第147話_明日から会えない病室

 レベッカは順調に回復している、と担当医からも聞かされているモカは、本人の顔色が良いことも毎日確認して、日に日に安堵を強めていた。早く治ればそれだけ早く彼女が復帰してしまうということでもあるけれど、長引いてしまえばそれはそれで、無理をして「復帰する」と言い出しかねない彼女を知っている為、早いに越したことはないとモカは思う。何より、愛する彼女が病室のベッドに横たわる姿は見ていて嬉しいものではない。

 今日は午前に精密検査が入っていると聞いていた為、モカは午後に訪れた。

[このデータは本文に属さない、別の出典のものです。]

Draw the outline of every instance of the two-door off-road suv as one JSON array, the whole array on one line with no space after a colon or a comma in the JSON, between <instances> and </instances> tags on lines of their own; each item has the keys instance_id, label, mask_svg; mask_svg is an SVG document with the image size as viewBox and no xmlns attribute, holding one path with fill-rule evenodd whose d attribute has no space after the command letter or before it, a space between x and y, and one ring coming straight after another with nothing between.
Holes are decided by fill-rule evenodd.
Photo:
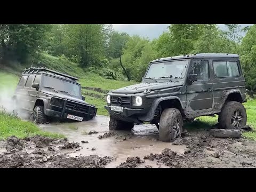
<instances>
[{"instance_id":1,"label":"two-door off-road suv","mask_svg":"<svg viewBox=\"0 0 256 192\"><path fill-rule=\"evenodd\" d=\"M84 101L78 79L41 67L26 68L13 99L37 124L47 118L82 121L96 116L97 108Z\"/></svg>"},{"instance_id":2,"label":"two-door off-road suv","mask_svg":"<svg viewBox=\"0 0 256 192\"><path fill-rule=\"evenodd\" d=\"M201 116L218 115L222 129L245 126L245 92L238 55L184 55L150 62L141 83L108 93L105 108L110 130L148 122L159 129L161 141L171 142L183 120Z\"/></svg>"}]
</instances>

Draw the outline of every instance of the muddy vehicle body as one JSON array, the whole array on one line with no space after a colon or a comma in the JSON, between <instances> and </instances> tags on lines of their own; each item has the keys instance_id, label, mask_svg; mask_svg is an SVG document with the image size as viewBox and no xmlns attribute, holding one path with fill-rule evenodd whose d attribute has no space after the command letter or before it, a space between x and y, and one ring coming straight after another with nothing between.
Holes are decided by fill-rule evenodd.
<instances>
[{"instance_id":1,"label":"muddy vehicle body","mask_svg":"<svg viewBox=\"0 0 256 192\"><path fill-rule=\"evenodd\" d=\"M43 67L26 68L13 99L22 111L38 124L47 119L79 121L92 119L97 108L85 101L75 77Z\"/></svg>"},{"instance_id":2,"label":"muddy vehicle body","mask_svg":"<svg viewBox=\"0 0 256 192\"><path fill-rule=\"evenodd\" d=\"M201 53L152 61L141 83L108 93L105 108L110 129L150 122L160 140L171 142L180 135L184 120L202 116L218 115L222 129L245 126L245 98L239 55Z\"/></svg>"}]
</instances>

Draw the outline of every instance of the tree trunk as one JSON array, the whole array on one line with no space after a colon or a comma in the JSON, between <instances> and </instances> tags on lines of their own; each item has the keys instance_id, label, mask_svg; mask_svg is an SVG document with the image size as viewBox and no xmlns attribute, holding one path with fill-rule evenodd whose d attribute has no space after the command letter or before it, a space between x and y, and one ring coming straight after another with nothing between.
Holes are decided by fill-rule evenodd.
<instances>
[{"instance_id":1,"label":"tree trunk","mask_svg":"<svg viewBox=\"0 0 256 192\"><path fill-rule=\"evenodd\" d=\"M130 81L131 79L130 78L129 75L127 73L126 70L124 68L124 66L123 66L123 64L122 63L121 54L119 55L119 58L120 59L120 65L121 65L122 68L123 68L123 70L124 70L124 73L125 73L125 75L126 75L126 77L127 77L127 78L128 79L128 81Z\"/></svg>"}]
</instances>

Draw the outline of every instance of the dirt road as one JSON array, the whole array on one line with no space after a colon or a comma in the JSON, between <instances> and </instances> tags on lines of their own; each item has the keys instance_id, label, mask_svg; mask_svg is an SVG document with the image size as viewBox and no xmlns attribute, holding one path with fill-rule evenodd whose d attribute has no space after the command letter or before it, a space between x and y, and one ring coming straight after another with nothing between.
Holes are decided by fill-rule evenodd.
<instances>
[{"instance_id":1,"label":"dirt road","mask_svg":"<svg viewBox=\"0 0 256 192\"><path fill-rule=\"evenodd\" d=\"M110 133L108 120L99 116L89 122L39 125L68 140L34 137L0 141L0 167L256 167L255 141L215 138L198 131L165 143L157 140L154 125Z\"/></svg>"}]
</instances>

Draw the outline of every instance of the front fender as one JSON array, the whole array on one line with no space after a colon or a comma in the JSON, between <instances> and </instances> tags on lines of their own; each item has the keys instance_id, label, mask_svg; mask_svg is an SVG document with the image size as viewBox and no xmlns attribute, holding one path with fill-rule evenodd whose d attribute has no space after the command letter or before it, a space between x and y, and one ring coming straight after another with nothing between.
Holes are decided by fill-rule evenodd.
<instances>
[{"instance_id":1,"label":"front fender","mask_svg":"<svg viewBox=\"0 0 256 192\"><path fill-rule=\"evenodd\" d=\"M43 102L44 102L44 114L46 114L46 109L49 108L49 103L47 99L44 99L44 98L37 99L36 101L36 102L35 103L35 106L34 107L34 108L36 107L36 103L38 102L38 101L40 101L40 100L43 101Z\"/></svg>"},{"instance_id":2,"label":"front fender","mask_svg":"<svg viewBox=\"0 0 256 192\"><path fill-rule=\"evenodd\" d=\"M180 103L180 105L183 109L184 109L184 107L182 105L181 101L180 99L176 96L170 96L166 97L161 97L159 98L156 99L153 103L152 103L152 106L151 106L150 110L145 115L139 117L139 119L142 121L145 122L150 122L154 118L154 115L155 115L155 112L156 111L156 108L158 106L159 103L161 101L165 101L165 100L170 100L172 99L178 99Z\"/></svg>"}]
</instances>

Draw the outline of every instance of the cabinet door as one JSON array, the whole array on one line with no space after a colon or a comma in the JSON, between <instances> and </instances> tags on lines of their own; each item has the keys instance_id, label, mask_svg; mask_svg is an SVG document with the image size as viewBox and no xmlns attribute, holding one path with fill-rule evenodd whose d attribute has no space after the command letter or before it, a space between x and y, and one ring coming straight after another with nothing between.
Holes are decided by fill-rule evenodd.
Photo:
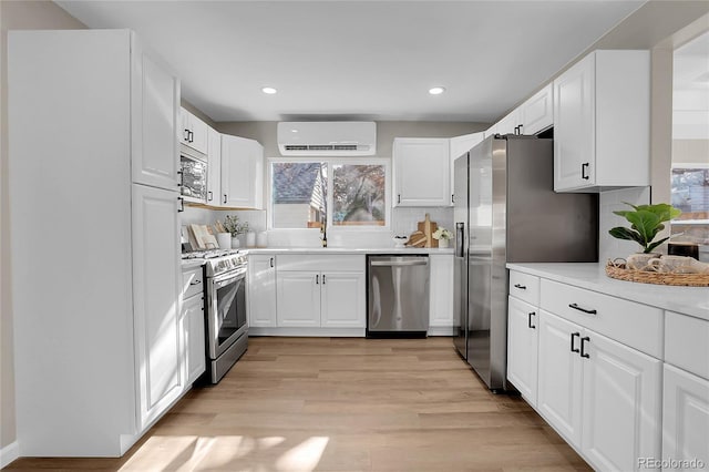
<instances>
[{"instance_id":1,"label":"cabinet door","mask_svg":"<svg viewBox=\"0 0 709 472\"><path fill-rule=\"evenodd\" d=\"M141 428L183 391L177 194L133 185L133 310Z\"/></svg>"},{"instance_id":2,"label":"cabinet door","mask_svg":"<svg viewBox=\"0 0 709 472\"><path fill-rule=\"evenodd\" d=\"M364 273L323 273L320 300L323 328L364 328Z\"/></svg>"},{"instance_id":3,"label":"cabinet door","mask_svg":"<svg viewBox=\"0 0 709 472\"><path fill-rule=\"evenodd\" d=\"M132 174L136 184L179 184L179 79L132 34ZM126 123L127 126L127 123Z\"/></svg>"},{"instance_id":4,"label":"cabinet door","mask_svg":"<svg viewBox=\"0 0 709 472\"><path fill-rule=\"evenodd\" d=\"M320 273L279 271L276 289L278 327L320 327Z\"/></svg>"},{"instance_id":5,"label":"cabinet door","mask_svg":"<svg viewBox=\"0 0 709 472\"><path fill-rule=\"evenodd\" d=\"M276 256L248 257L248 326L276 326Z\"/></svg>"},{"instance_id":6,"label":"cabinet door","mask_svg":"<svg viewBox=\"0 0 709 472\"><path fill-rule=\"evenodd\" d=\"M450 206L449 140L395 138L394 206Z\"/></svg>"},{"instance_id":7,"label":"cabinet door","mask_svg":"<svg viewBox=\"0 0 709 472\"><path fill-rule=\"evenodd\" d=\"M573 445L580 445L582 328L540 311L537 411Z\"/></svg>"},{"instance_id":8,"label":"cabinet door","mask_svg":"<svg viewBox=\"0 0 709 472\"><path fill-rule=\"evenodd\" d=\"M517 298L507 304L507 378L536 407L538 309Z\"/></svg>"},{"instance_id":9,"label":"cabinet door","mask_svg":"<svg viewBox=\"0 0 709 472\"><path fill-rule=\"evenodd\" d=\"M429 326L453 327L453 255L430 255ZM451 330L451 334L453 331Z\"/></svg>"},{"instance_id":10,"label":"cabinet door","mask_svg":"<svg viewBox=\"0 0 709 472\"><path fill-rule=\"evenodd\" d=\"M207 205L219 206L222 199L222 134L207 131Z\"/></svg>"},{"instance_id":11,"label":"cabinet door","mask_svg":"<svg viewBox=\"0 0 709 472\"><path fill-rule=\"evenodd\" d=\"M258 142L222 135L222 206L263 207L263 157Z\"/></svg>"},{"instance_id":12,"label":"cabinet door","mask_svg":"<svg viewBox=\"0 0 709 472\"><path fill-rule=\"evenodd\" d=\"M187 382L185 390L206 370L204 297L189 297L182 306Z\"/></svg>"},{"instance_id":13,"label":"cabinet door","mask_svg":"<svg viewBox=\"0 0 709 472\"><path fill-rule=\"evenodd\" d=\"M549 83L520 107L521 134L536 134L554 125L554 89Z\"/></svg>"},{"instance_id":14,"label":"cabinet door","mask_svg":"<svg viewBox=\"0 0 709 472\"><path fill-rule=\"evenodd\" d=\"M662 458L709 464L709 380L668 363L664 373Z\"/></svg>"},{"instance_id":15,"label":"cabinet door","mask_svg":"<svg viewBox=\"0 0 709 472\"><path fill-rule=\"evenodd\" d=\"M597 470L641 470L640 458L661 456L661 362L594 331L583 339L582 451Z\"/></svg>"},{"instance_id":16,"label":"cabinet door","mask_svg":"<svg viewBox=\"0 0 709 472\"><path fill-rule=\"evenodd\" d=\"M554 81L554 189L593 185L595 178L595 55Z\"/></svg>"}]
</instances>

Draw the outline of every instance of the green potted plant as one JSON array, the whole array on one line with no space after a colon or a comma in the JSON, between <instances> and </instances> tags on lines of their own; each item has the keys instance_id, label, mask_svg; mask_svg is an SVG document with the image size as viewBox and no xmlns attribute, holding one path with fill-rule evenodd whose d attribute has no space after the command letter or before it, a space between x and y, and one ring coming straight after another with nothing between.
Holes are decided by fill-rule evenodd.
<instances>
[{"instance_id":1,"label":"green potted plant","mask_svg":"<svg viewBox=\"0 0 709 472\"><path fill-rule=\"evenodd\" d=\"M448 242L449 239L453 238L453 234L441 226L435 232L433 232L431 237L439 240L439 247L448 247Z\"/></svg>"},{"instance_id":2,"label":"green potted plant","mask_svg":"<svg viewBox=\"0 0 709 472\"><path fill-rule=\"evenodd\" d=\"M615 238L634 240L640 245L643 252L639 254L643 256L639 256L639 254L630 255L627 260L629 268L637 269L644 267L648 259L659 256L653 250L669 237L659 240L655 240L655 237L665 229L664 223L678 217L681 211L666 203L637 206L626 203L626 205L631 206L633 209L621 209L613 213L627 219L630 223L630 227L616 226L608 233Z\"/></svg>"}]
</instances>

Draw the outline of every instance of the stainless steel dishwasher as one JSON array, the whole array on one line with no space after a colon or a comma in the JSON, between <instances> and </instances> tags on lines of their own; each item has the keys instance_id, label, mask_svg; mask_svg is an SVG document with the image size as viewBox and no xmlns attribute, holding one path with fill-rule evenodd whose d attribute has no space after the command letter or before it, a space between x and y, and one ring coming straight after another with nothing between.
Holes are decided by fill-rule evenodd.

だが到着直後、もっと早くに来れば良かったと後悔する羽目になる。

 普段通りに見舞いに訪れ、ノックに返る声を聞いて開いた扉の先、何故かまだ立ち上がれるはずのないレベッカが、ベッドから数歩離れた棚に手を掛けて立っている。

「――な、何をしているの!?」

「あはは、モカいいところに来たー。意外と歩けない。助けてぇ」

「この、バカ!」

 誰にも無断で、一人で歩くことを試みたようだ。見ればレベッカの足元には椅子が倒れている。それを支えにするつもりがちょっとした拍子で倒れてしまい、支えを失くして戻ることも叶わず、半端なところで二進も三進も行かなくなっていたらしい。呼び出しボタンも遠く、通信端末もベッドの上ときた。

 自分の補助でベッドまで歩かせることも不安だったモカは一度レベッカをその椅子に座らせ、すぐに医療班を呼び出した。駆け付けた医療班と職員に、当然、レベッカはこっ酷く叱られる。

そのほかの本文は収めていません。